# Fleece vs. Bedding



## Rat lover (Dec 28, 2011)

Hello rat forum. I am a new rat owner. I have had my rats for about 4 months and I have Aspen bedding for them. The more I read the more people I hear use fleece instead of bedding. Should I switch? What are the pros and cons? I know you have to have your rats litter trained for the fleece thing. But..... I try and try and try to litter train them but they just don't go in the tray! Any tips? Thank you in advance.Ps. Sorry if this is in the wrong forum.


----------



## meekosan (Dec 23, 2011)

For me, it's easier. I shake out the blankets and toss them in the washer. With other bedding, you constantly buy so much that you may as well put money in the bottom for them to pee and poop on. I get the big bag of CareFresh and with that in just the litter boxes for everyone, may last me about 5 months, or more.

And it's fun to go out and buy different options. You can always change out the 'style' of the decor. I have a few large fleece blankets for the bottom and some different colored smaller ones for the ledges. I am thinking of buying a small plastic drawers thing from work to use as the ratties own dresser.

I got my blankets from Walmart clearance area. There was some that were holiday packages with a sstuffed pillow that was marked down to $6. Why pay $15 for the same thing? I also got a bunch of smaller baby fleece blankets for $1 each. 2 of each color that I may try to make into hammocks or something.


----------



## EleashaC (Jan 30, 2012)

I'd like to second the original poster's question; I'm trying to decide between fleece and bedding myself (mostly because I love how colourful and bright I could make a cage with fleece, haha). Do they really have to be litter trained for the fleece, though? Isn't the point of not having bedding the ease of cleaning/price, because you can just chuck the fleece in the wash when it's dirty, instead of throwing out bedding?


----------



## meekosan (Dec 23, 2011)

EleashaC said:


> I'd like to second the original poster's question; I'm trying to decide between fleece and bedding myself (mostly because I love how colourful and bright I could make a cage with fleece, haha). Do they really have to be litter trained for the fleece, though? Isn't the point of not having bedding the ease of cleaning/price, because you can just chuck the fleece in the wash when it's dirty, instead of throwing out bedding?
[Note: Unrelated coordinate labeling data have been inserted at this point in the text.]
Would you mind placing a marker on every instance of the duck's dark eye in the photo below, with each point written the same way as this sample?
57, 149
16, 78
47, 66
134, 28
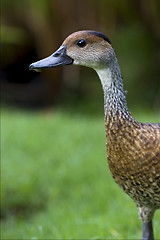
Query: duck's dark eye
81, 43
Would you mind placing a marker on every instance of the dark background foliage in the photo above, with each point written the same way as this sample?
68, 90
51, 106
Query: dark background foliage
31, 30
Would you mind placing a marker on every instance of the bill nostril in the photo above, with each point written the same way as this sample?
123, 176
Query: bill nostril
56, 54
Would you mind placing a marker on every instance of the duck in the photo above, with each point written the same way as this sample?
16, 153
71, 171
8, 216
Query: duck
133, 148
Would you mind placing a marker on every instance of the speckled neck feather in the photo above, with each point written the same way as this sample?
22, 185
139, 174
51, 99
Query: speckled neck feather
115, 105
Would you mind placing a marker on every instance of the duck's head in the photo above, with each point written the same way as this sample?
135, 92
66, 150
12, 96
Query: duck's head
85, 48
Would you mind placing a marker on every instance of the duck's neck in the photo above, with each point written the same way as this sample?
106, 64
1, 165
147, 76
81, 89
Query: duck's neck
115, 105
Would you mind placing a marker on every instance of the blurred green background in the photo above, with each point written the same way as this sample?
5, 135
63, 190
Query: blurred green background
55, 178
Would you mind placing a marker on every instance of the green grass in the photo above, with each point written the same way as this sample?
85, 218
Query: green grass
56, 182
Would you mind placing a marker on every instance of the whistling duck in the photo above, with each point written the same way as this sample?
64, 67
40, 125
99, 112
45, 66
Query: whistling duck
133, 148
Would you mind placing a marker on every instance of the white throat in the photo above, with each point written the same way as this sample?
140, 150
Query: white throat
105, 76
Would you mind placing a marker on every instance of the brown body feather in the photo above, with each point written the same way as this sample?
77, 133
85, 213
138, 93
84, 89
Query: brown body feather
133, 150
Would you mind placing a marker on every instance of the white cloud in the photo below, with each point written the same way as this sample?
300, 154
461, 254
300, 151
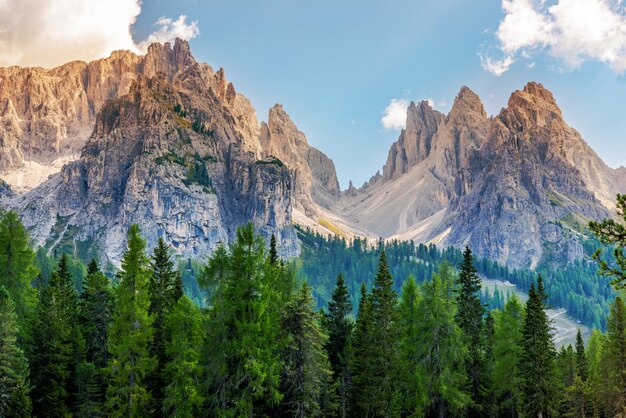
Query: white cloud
495, 66
170, 30
571, 31
394, 116
49, 33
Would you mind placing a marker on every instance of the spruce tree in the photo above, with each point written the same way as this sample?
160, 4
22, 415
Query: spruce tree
506, 353
442, 351
362, 382
579, 395
182, 373
613, 233
251, 320
273, 254
409, 341
384, 336
213, 281
17, 271
339, 327
96, 307
615, 352
306, 374
56, 343
14, 385
581, 358
165, 289
537, 357
469, 316
130, 335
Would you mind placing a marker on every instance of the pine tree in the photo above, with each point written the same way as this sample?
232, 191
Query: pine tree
581, 358
612, 232
360, 394
339, 327
56, 345
183, 393
165, 289
96, 313
537, 366
597, 379
409, 341
213, 281
17, 271
384, 342
306, 374
273, 255
489, 401
578, 395
130, 335
469, 316
615, 352
251, 319
506, 352
442, 351
14, 386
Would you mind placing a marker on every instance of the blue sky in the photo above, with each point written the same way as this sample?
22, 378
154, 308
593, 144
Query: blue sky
336, 65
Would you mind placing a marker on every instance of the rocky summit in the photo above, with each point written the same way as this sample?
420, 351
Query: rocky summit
179, 154
518, 187
166, 142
They don't _have_ to be litter trained but it helps. I keep trying to scoop up all the little poops to toss into the litter box to get them familiar where they belong lol.


----------



## Rat lover (Dec 28, 2011)

Thank you meekosan. I will switch over to fleece now. Being a new rat owner can be pretty confusing at times! LOL!


----------



## shawnalaufer (Aug 21, 2011)

My girls don't seem to soil their fleece liners but my boys of course feel it necessary to pee on EVERYTHING! Anyhow, I got one of those mini dustpans with the brush sweeper that looks like the end of the broom with out the long handle. I use that little brush to sweep off the fleece liners daily (to rid it of any poo, seed shells, shedded fur, etc). Boys can be so messy, LOL! I got those little tiny litterboxes intended for hamster and put those in the corners of the boys cage since they kept peeing in the corners. Its been working! Their liners need to be changed and washed more often than the lady rats as they are sloppy with everything including their food, but its so worth it. I resorted back to using paper pellet (Yesterday News) for the bottom of both the boys and girls' cages since they decided to shred any fabric I put down there. I use Kaytee Soft Granule litter in their litter boxes. I used to use Care Fresh but found it too dusty, especcially for my little hairless female. So far this method of combine beddings is working splendidly!


----------



## CarrieD (Nov 20, 2011)

I use liners and a litter box - with mixed results. 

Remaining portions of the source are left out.